11. La décision attaquée fait suite au refus de titre de séjour. Elle a ainsi pour fondement les dispositions du 3° de l’article L. 611-1 du code de l’entrée et du séjour des étrangers et du droit d’asile. Dès lors, en application des dispositions précitées de ce même article, cette décision n’avait pas à faire l’objet d’une motivation distincte de ce refus. Par suite, alors que, ainsi qu’il a été dit au point 3. du présent jugement, la décision refusant de délivrer un titre de séjour à M. A est suffisamment motivée, le moyen tiré du défaut de motivation de la décision en litige doit être écarté.
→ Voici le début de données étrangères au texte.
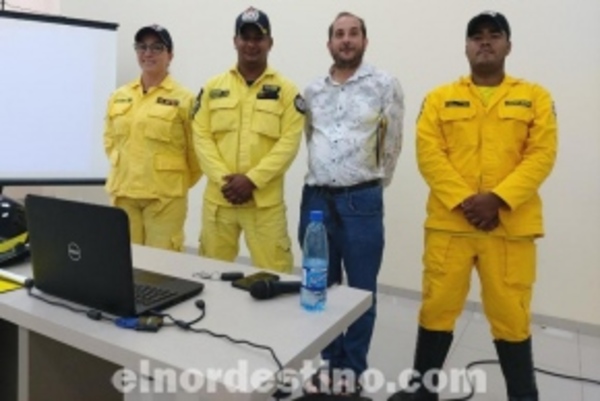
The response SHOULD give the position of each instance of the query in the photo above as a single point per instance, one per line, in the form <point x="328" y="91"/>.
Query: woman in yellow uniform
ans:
<point x="148" y="142"/>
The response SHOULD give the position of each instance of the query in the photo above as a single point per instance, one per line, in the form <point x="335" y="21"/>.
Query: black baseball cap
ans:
<point x="253" y="16"/>
<point x="496" y="18"/>
<point x="159" y="31"/>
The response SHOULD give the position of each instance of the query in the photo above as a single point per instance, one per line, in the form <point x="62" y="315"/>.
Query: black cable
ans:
<point x="187" y="326"/>
<point x="280" y="393"/>
<point x="19" y="8"/>
<point x="496" y="362"/>
<point x="91" y="313"/>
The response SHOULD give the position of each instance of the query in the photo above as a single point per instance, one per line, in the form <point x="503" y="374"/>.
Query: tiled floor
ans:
<point x="555" y="350"/>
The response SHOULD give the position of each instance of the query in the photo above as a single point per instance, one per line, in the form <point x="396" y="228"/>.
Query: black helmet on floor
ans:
<point x="14" y="239"/>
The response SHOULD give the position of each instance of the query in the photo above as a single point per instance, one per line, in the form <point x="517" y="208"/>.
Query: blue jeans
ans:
<point x="354" y="222"/>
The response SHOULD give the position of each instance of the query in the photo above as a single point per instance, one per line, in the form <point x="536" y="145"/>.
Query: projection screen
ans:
<point x="56" y="76"/>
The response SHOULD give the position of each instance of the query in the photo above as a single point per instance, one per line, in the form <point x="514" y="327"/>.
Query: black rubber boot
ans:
<point x="516" y="360"/>
<point x="431" y="352"/>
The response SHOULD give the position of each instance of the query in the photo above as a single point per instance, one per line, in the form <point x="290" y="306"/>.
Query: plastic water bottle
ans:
<point x="313" y="294"/>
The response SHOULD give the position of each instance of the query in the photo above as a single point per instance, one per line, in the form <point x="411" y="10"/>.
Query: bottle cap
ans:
<point x="316" y="215"/>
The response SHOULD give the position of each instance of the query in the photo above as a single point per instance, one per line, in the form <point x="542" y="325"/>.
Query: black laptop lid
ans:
<point x="81" y="252"/>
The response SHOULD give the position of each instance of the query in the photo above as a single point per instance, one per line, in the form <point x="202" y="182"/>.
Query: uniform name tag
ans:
<point x="167" y="102"/>
<point x="518" y="103"/>
<point x="457" y="103"/>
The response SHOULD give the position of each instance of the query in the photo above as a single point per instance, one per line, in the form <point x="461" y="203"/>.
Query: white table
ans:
<point x="294" y="334"/>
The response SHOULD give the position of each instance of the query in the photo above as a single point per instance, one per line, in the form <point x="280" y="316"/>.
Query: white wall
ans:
<point x="422" y="43"/>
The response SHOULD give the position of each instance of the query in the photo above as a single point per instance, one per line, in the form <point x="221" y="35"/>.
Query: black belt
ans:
<point x="350" y="188"/>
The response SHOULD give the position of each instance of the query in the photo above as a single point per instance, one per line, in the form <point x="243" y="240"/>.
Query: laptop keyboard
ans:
<point x="148" y="295"/>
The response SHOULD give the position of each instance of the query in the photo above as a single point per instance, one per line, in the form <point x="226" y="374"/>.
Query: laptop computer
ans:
<point x="81" y="252"/>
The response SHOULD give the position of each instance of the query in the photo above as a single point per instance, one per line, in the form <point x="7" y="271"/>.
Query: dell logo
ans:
<point x="74" y="252"/>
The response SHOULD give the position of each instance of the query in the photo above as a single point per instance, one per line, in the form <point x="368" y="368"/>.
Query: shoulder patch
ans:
<point x="197" y="103"/>
<point x="421" y="109"/>
<point x="519" y="103"/>
<point x="167" y="102"/>
<point x="218" y="93"/>
<point x="300" y="104"/>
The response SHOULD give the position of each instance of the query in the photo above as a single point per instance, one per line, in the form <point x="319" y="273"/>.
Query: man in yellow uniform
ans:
<point x="148" y="139"/>
<point x="485" y="144"/>
<point x="247" y="130"/>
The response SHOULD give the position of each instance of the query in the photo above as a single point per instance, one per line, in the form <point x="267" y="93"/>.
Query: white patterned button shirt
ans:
<point x="354" y="129"/>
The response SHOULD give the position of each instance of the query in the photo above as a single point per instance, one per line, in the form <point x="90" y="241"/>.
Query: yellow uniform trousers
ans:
<point x="155" y="222"/>
<point x="265" y="230"/>
<point x="506" y="269"/>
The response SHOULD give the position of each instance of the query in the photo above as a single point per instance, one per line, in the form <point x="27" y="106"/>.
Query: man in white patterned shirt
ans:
<point x="354" y="136"/>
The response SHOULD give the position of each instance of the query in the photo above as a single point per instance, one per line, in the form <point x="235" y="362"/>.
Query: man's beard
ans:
<point x="349" y="63"/>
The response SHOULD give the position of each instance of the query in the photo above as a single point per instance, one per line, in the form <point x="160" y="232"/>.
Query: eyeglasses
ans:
<point x="154" y="48"/>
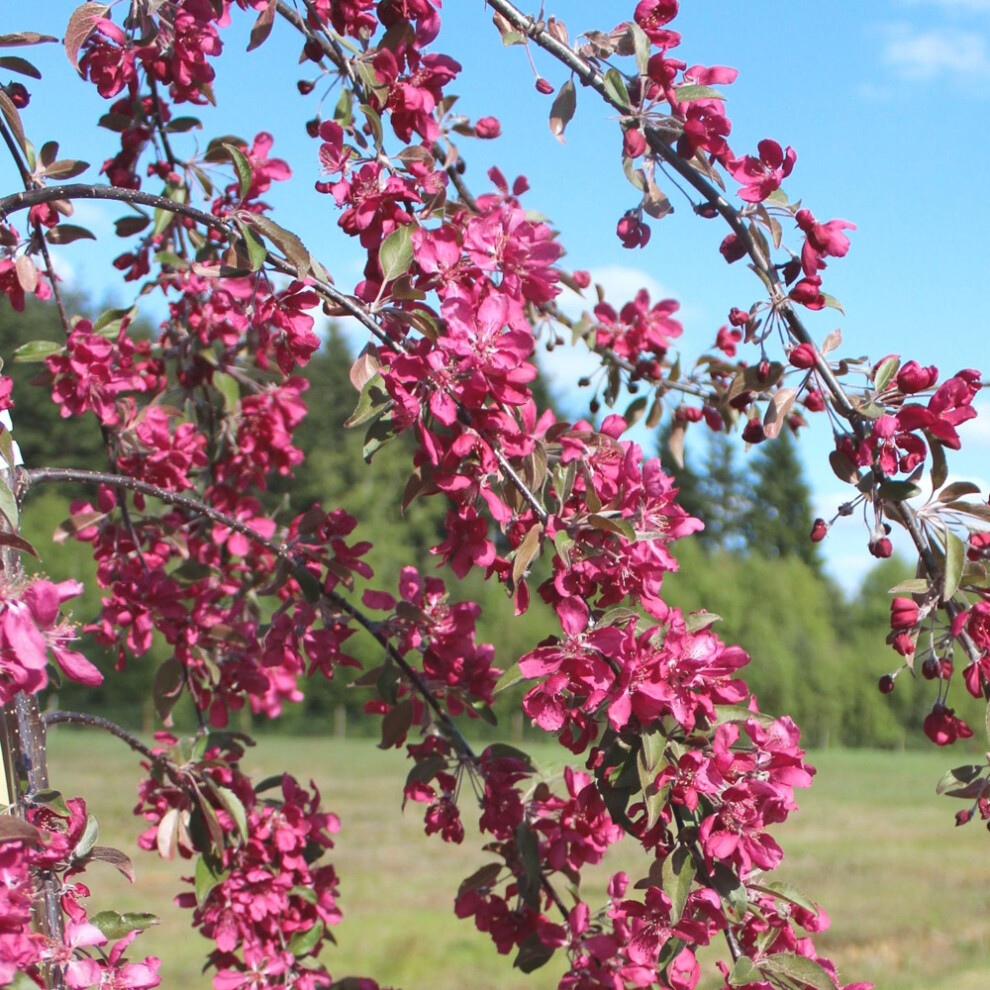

Sur la légalité de la décision portant fixation du pays de renvoi :
12. La décision attaquée vise l’article 3 de la convention de sauvegarde des droits de l’homme et des libertés fondamentales et précise que l’intéressé n’établit pas que sa vie ou sa liberté seraient menacées dans ce pays, ni qu’il y serait exposé à des traitements inhumains ou dégradants. Par suite, le moyen tiré de son insuffisance de motivation ne peut qu’être écarté.
13. Il résulte de tout ce qui précède que les conclusions à fin d’annulation, présentées par M. A doivent être rejetées ainsi que, par voie de conséquence, ses conclusions aux fins d’injonction et d’astreinte.
D E C I D E :
Article 1er : La requête de M. A est rejetée.
Article 2 : Le présent jugement sera notifié à M. C F A et au préfet de police.
Délibéré après l’audience du 26 novembre 2024 à laquelle siégeaient :
— Mme Topin, présidente ;
— M. Hémery, premier conseiller ;
— M. B, magistrat honoraire faisant fonction de premier conseiller.
Rendu public par mise à disposition au greffe le 11 décembre 2024.
La présidente-rapporteure,
E. Topin
L’assesseur le plus ancien,
D. Hémery
La greffière,
D. Permalnaick
La République demande et ordonne au préfet de police en ce qui le concerne ou à tous commissaires de justice à ce requis en ce qui concerne les voies de droit commun contre les parties privées, de pourvoir à l’exécution de la présente décision.